You can repeat the process for the indicators on bank stability by copying the above code and adding indicator variable names accordingly.

## Python Walkthrough 10.3

**Tabulating and visualizing time trends**

In this walk-through we will use the indicators for ‘Deposit money banks’ assets to GDP (%)’ and ‘Bank accounts per 1,000 adults’ as examples (`bank_assets` and `bank_accounts` respectively).

Obtaining the average indicator value for each year and region is straightforward using the `group_by` and `agg` functions, but again we have to select the relevant years (using `.query`) and remove any observations that have a missing value for the indicator being analysed (using `dropna`). We save the final output as `deposit_region`.


In [None]:
deposit_region = (
    gfdd.rename(columns=dict_of_new_names)
    .query("Year > 1999 & Year < 2015")
    .dropna(subset=["bank_assets"])
    .groupby(["Year", "Region"])["bank_assets"]
    .agg(["mean", "count"])
)
deposit_region

At this stage the summary data is stored in long format. This format is useful for plotting the data, but to produce the required table (with `Region` as the column variable and `Year` as the row variable), we need to reshape the data into wide format. While we previously used `melt` to move from wide to long, we can use the `pivot` function to achieve the opposite and transform the data from long to wide.

There is a short-cut to `pivot` though: if we only wish to move one variable from a row to a column (and it is part of the index), we can simply use the `.unstack` method:

In [None]:
deposit_region.unstack()

Note how we get two sub-tables: one for mean, and one for count.
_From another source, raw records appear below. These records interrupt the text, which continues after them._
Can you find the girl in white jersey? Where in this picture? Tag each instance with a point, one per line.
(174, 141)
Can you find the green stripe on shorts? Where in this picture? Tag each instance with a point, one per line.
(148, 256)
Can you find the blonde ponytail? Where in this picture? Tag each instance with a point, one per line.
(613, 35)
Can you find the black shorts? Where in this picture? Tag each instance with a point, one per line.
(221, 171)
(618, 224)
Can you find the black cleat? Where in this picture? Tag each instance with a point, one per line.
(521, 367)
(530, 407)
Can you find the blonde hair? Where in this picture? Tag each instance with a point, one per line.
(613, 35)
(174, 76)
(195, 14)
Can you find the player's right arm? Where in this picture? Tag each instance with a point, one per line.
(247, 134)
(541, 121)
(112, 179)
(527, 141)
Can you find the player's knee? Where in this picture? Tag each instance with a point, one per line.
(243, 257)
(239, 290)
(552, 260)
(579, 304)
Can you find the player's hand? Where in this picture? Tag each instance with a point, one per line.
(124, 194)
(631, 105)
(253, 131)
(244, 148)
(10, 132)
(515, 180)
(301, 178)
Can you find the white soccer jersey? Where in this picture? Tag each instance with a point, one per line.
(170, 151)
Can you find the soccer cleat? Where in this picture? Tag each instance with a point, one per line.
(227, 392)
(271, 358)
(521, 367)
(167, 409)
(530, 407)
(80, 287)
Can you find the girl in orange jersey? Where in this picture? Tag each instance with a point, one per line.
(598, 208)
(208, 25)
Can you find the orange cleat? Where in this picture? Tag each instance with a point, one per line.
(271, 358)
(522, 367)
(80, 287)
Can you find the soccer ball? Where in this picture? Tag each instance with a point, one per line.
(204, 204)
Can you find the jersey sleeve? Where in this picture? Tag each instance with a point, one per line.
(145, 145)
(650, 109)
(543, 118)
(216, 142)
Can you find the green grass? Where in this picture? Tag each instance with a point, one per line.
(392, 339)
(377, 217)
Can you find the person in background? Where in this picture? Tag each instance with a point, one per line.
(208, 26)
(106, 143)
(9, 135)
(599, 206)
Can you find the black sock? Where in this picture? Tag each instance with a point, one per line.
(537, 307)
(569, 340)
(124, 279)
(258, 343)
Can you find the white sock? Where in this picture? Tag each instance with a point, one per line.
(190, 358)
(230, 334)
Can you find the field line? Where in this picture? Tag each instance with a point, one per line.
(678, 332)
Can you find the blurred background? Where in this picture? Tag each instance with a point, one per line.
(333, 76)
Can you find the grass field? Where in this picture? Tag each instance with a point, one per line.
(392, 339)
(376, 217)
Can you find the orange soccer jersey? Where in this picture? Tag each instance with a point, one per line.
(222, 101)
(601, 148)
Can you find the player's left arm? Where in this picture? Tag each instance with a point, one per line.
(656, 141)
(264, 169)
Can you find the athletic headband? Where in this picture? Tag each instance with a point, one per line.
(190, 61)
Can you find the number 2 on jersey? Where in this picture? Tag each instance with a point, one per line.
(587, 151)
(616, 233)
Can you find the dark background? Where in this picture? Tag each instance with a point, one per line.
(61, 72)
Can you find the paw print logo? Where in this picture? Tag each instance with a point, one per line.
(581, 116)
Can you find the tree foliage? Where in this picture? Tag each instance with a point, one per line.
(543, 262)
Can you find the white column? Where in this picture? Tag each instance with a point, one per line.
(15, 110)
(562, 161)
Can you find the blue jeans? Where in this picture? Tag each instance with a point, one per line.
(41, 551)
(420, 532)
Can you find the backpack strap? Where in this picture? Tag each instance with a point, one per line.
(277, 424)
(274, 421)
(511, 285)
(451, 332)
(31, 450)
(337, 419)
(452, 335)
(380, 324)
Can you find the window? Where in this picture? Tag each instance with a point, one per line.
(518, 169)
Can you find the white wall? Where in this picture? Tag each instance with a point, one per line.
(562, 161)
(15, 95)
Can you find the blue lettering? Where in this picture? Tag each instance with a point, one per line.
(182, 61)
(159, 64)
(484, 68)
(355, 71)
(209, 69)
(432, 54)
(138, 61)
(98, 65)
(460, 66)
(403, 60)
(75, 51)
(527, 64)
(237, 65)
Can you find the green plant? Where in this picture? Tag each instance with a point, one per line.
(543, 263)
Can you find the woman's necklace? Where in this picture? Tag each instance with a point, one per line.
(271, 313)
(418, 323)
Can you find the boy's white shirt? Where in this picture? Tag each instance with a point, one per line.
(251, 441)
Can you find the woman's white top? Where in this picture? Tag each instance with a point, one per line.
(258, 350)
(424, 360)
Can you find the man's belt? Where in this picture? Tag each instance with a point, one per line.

At this point you could just print or view the data, however using one of many **pandas** export functions produces output that is visually easier to read and can be copied and pasted into your analysis document. Here are some examples with just the first few rows and just the first few columns:

In [None]:
# to markdown, the popular text format
print(deposit_region.iloc[:5, :3].to_markdown())

In [None]:
# to latex, for writing papers
print(deposit_region.iloc[:5, :3].to_latex())

In [None]:
# to html, for the web
print(deposit_region.iloc[:5, :3].to_html())

We can use **seaborn** to plot a line chart using the long format data (`deposit_region`), with year on the horizontal axis. We specify `color = "Region"`.

In [None]:
import seaborn.objects as so

(
    so.Plot(deposit_region, x="Year", y="mean", color="Region")
    .add(so.Line(linewidth=2))
    .label(
        y="Mean deposit, % of GDP",
        title="Deposit money banks' assets to GDP (%), 2000-2014, by region",
    )
)

**Figure 10.5 Line chart of ‘Deposit money banks’ assets to GDP (%)’, 2000–2014, by region.**

The process can be repeated for income group rather than region.

In [None]:
deposit_income = (
    gfdd_new_names.query("Year > 1999")
    .dropna(subset=["bank_assets"])
    .groupby(["Year", "Income Group"])["bank_assets"]
    .agg(["mean", "count"])
)

(
    so.Plot(deposit_income, x="Year", y="mean", color="Income Group")
    .add(so.Line(linewidth=2))
    .label(
        y="Mean deposit, % of GDP",
        title="Deposit money banks' assets to GDP (%), 2000-2014, by income group",
    )
)

**Figure 10.6 Line chart of ‘Deposit money banks’ assets to GDP (%)’, 2000–2014, by income group.**

You can repeat the process for the indicator 'Bank accounts per 1,000 adults' by replacing the variable name `bank_assets` with `bank_accounts` in the above code, again by region and then by income group.